Nigeria’s Eurobond Yields Surge to 11.71% as Sell Pressure Deepens

Samuel Mobolaji
Nigeria’s Eurobond yields spiked to 11.71 per cent in the international debt market as investors accelerated their exit from African sovereign assets amid persistent global risk-off sentiment.
The selloff, which swept across short-, mid-, and long-term maturities, pushed benchmark yields to their highest level since October 2023.
Bonds maturing in November 2025, November 2027, and March 2029 were hardest hit as foreign portfolio investors dumped Nigerian papers amid fresh concerns over global trade tensions and fiscal risks.
The bearish wave drove average yields 63 basis points higher week-on-week, as declining demand forced Eurobond prices downward.
Analysts at Cowry Asset Management linked the sustained pressure to global investors retreating from emerging markets following the escalation of the US-China trade conflict.
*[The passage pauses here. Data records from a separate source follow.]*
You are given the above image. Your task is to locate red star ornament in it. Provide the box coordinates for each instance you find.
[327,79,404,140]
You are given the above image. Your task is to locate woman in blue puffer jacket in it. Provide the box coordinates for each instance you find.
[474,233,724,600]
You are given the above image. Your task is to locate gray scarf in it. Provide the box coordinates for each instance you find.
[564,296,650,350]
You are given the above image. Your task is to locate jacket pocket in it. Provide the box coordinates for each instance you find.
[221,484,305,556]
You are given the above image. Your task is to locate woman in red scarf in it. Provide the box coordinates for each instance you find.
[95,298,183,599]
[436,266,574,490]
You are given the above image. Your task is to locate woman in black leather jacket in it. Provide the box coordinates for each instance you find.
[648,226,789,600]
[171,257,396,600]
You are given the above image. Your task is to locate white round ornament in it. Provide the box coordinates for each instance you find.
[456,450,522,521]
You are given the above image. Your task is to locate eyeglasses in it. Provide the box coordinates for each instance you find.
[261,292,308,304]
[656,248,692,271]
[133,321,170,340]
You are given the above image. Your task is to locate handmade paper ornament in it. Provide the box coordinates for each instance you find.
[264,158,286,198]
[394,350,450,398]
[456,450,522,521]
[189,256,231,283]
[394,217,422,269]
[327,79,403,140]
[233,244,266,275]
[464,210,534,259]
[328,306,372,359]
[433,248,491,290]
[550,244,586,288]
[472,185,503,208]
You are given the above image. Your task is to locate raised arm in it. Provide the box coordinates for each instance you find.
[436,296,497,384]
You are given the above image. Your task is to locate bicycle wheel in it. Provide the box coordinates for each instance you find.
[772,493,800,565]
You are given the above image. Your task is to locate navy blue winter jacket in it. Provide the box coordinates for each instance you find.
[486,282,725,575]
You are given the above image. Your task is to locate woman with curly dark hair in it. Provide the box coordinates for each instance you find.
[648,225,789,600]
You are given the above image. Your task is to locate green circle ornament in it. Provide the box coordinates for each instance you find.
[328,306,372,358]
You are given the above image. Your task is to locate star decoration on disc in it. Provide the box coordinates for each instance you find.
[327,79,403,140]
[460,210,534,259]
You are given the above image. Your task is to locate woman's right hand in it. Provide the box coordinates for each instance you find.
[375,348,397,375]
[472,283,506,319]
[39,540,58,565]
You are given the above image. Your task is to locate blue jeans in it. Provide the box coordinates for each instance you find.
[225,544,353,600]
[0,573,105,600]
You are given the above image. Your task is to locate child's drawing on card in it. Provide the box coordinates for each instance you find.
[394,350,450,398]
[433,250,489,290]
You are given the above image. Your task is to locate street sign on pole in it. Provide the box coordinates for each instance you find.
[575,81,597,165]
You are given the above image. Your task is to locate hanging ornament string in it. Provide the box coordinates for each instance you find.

Washington’s recent 145 per cent tariff hike on Chinese imports and Beijing’s swift retaliation with 125 per cent levies on US goods rattled sentiment, pushing risk-averse investors away from frontier economies.
Despite brief midweek bargain hunting, fresh tariff escalations erased gains, leaving Nigerian debt instruments exposed to renewed selloffs and volatile pricing as fears of revenue headwinds grow.